Currently the elasticsearch clusters can be read or written by more places than strictly need to, as elasticsearch didn't build in any forms of access control. OpenSearch comes with access control enabled by default, this can be disabled to retain the old behaviour.
We have a couple use cases for access control:
- cloudelastic is a read-only service, currently enforced by an http proxy. This could likely be solved by opensearch anonymous authentication. That http proxy also has no other use now, as opensearch does tls termination directly and that was it's prior primary use case.
- Limiting write access provides stronger guarantees about where writes came from
- The clusters contain private data in the form of both private wikis and deleted title archives. It would be reasonable and prudent to limit read access from our infra to use cases that require it.
A couple questions to answer regarding our migration:
- Do we want to enable Access Control, or continue with the status quo? They can always be enabled at a later date.
- If we enable Access Controls, how should we apply them?

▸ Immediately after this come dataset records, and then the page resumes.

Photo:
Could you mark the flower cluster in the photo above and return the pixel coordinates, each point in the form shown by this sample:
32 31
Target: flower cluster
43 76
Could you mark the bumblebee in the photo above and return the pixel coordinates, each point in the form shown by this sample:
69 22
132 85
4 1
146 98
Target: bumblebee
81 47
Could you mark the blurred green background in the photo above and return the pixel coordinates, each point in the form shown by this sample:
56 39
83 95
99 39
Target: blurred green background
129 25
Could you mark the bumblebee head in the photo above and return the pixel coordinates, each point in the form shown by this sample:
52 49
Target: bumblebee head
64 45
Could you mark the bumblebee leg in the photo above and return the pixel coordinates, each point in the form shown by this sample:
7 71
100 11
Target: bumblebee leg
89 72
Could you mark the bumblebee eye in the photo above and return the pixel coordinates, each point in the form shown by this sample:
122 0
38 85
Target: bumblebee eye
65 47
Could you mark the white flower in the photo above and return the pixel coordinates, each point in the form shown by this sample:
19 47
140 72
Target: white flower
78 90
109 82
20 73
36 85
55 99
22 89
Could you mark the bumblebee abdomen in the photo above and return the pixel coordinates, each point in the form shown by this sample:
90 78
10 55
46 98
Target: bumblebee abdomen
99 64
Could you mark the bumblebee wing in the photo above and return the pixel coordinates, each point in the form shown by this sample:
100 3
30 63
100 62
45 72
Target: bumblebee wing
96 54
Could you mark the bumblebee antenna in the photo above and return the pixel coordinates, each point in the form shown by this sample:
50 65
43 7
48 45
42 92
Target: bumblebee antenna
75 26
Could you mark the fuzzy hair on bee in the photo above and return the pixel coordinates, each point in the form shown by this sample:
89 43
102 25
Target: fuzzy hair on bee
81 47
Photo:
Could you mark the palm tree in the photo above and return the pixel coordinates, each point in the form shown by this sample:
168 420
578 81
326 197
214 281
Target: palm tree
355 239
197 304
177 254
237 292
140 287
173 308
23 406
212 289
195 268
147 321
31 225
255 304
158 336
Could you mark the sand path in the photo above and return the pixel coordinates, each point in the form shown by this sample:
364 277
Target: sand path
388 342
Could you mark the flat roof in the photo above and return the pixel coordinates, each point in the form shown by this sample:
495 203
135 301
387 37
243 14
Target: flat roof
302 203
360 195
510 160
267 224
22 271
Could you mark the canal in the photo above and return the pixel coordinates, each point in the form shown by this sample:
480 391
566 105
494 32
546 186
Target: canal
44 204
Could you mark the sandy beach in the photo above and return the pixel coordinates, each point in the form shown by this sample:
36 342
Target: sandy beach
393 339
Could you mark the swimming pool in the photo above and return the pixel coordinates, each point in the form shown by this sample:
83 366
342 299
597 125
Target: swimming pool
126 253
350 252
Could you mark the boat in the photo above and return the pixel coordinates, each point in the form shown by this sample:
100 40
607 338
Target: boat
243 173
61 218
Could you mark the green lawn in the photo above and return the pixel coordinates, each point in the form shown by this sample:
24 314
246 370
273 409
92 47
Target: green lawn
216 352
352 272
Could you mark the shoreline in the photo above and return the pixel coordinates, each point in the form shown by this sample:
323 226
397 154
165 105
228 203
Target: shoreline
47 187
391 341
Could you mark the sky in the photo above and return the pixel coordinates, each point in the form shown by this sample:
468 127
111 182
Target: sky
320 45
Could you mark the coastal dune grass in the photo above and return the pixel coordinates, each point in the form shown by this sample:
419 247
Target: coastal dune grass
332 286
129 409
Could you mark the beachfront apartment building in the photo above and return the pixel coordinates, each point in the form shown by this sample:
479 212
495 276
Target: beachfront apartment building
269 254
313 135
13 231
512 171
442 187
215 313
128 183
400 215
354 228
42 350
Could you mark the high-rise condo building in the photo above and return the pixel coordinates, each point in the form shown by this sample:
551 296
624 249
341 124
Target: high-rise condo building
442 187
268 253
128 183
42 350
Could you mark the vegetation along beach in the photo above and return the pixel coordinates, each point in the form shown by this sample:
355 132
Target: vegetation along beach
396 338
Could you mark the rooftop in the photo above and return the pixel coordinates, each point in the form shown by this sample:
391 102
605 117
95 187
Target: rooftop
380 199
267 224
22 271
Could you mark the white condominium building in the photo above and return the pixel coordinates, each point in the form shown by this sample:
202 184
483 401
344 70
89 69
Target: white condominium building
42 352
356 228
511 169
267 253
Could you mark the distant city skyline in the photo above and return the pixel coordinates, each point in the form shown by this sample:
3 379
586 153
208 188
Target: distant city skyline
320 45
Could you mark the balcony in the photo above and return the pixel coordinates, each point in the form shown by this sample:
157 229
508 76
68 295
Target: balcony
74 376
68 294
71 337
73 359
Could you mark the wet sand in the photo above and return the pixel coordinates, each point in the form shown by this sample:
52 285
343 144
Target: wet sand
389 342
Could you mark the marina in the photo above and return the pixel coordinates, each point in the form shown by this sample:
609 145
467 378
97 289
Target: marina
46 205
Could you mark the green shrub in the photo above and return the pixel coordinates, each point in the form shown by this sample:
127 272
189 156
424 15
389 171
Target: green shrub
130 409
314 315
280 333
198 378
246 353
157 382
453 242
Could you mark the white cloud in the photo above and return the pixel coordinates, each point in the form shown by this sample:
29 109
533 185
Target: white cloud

- We could have a single account. We could have separate accounts for reading and writing. Each configured use case could have a separate account. Cirrus will need connections configured for both purposes, but is likely flexible enough to do that fully through configuration.
- If we enable Access Controls, how do we manage the accounts? Puppet may need some abstraction added.
- This is mostly an operational question, Cirrus needs only to be provided the appropriate credentials in the connections named to be used for various operations.
- What are all the places that need credentials? cirrus, sup, mjolnir, translate, api-feature-usage, puppet cluster settings updates, more?